The conversation stopped for me there. I blinked at him. It took me a good few seconds to understand what he meant by women's issues are separate issues. I am appalled at not just the indifference but how little men seem to know about the women in their lives. And this is what nags me to no end. 

And in a broader sense, this is reflective of not just women's issues but also other issues in society. Why does it suddenly become a gender issue when it is focussed on a particular section of the society? The same happens to, for example, the LGBT community. I recently happened to watch a Telugu movie in a cinema hall that had repetitive, tasteless jokes on gays. Hey, I love humor but I can smell an offensive/racist remark when I hear one! And yet there we were, sitting in a modern multiplex, with people from qualified and educated backgrounds not feeling the least bit offended or perturbed. On the contrary, they had a good laugh on jokes that kept targeting the gays.

So it brings me to the critical question again - why didn't the audience feel offended? Simply because they tend to compartmentalize the issue as a gay issue. 

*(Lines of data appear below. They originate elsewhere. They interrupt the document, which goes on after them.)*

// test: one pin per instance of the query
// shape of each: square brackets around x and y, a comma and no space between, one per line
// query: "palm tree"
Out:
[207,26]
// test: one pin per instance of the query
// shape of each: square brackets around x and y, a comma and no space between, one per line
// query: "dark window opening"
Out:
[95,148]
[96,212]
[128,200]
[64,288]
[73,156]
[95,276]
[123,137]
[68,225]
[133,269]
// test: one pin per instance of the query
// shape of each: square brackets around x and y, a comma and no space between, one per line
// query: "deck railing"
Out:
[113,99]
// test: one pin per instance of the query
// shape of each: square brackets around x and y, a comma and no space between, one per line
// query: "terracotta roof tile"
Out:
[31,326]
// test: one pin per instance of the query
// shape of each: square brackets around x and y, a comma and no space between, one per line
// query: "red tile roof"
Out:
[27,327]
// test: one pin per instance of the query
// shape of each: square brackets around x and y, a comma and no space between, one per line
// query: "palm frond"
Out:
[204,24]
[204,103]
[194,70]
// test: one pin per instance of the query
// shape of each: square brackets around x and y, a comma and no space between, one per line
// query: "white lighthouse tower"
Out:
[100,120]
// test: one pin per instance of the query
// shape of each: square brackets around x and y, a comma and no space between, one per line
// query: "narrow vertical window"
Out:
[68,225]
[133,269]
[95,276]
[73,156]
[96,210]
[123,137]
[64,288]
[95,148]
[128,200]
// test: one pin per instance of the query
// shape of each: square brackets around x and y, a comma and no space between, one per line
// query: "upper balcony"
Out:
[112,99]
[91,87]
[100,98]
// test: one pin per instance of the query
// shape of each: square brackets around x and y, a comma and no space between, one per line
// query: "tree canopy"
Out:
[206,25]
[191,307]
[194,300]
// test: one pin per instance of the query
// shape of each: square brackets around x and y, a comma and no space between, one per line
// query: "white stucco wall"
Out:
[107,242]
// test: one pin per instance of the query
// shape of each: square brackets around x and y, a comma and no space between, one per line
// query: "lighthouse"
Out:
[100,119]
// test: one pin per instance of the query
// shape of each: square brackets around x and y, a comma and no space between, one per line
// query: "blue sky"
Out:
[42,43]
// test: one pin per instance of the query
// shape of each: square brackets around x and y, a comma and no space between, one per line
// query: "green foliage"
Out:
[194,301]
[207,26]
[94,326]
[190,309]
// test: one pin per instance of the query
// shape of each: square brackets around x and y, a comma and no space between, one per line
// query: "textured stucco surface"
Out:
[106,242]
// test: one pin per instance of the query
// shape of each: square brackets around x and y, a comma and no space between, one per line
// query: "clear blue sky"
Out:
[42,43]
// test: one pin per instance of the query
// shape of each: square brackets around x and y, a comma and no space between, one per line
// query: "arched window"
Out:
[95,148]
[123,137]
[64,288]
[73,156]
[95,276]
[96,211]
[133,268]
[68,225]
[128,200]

A lot of Indians need to start having an opinion on things. I am bothered when educated Indians look at the media and newspapers reporting rapes and then pass a useless remark like "Too bad" or "This is so sad". I bet you wouldn't be just sad if it were some family member, would you?

I am not asking us to take to heart everything we see and hear. But at the same time I am appalled at how many Indian men have no clue. No clue at all the kind of things their female counterparts have to face on an everyday basis. 

So I ask every Indian man - "Have you ever considered asking your mother/daughter/wife/sister what she felt like walking down the road? Or if she ever had any such problems of abuse?". I bet you didn't even think of asking them that. And why would you? Its a woman's issue not a man's. 

For the countless times I have been told by my dad to be careful, "cover" myself appropriately, not to go out in the dark, ignore the nasty comments on road, I would have wanted him to instead ask me - "I am sure it must be hard, but can you tell me what sort of things you have/had to go through in public? I want to know."

If only.

You know that's all I ask - a patient listening and understanding from the men in my life. And why wouldn't I have a right to that? That is what family stands for. We pride about our culture and family values, what use are they for if you cannot even spare some time to get awareness and understanding of your own family's safety and well-being?

We live in an incredibly dangerous India. Where women have to go through humiliation on a routine basis and worse yet, be the victim of more serious forms of abuse. And then come home, only to be on the receiving end for more unsolicited advice from men in their family. 

This is not a feminist movement it is called "Stand up for your the women in your life" movement.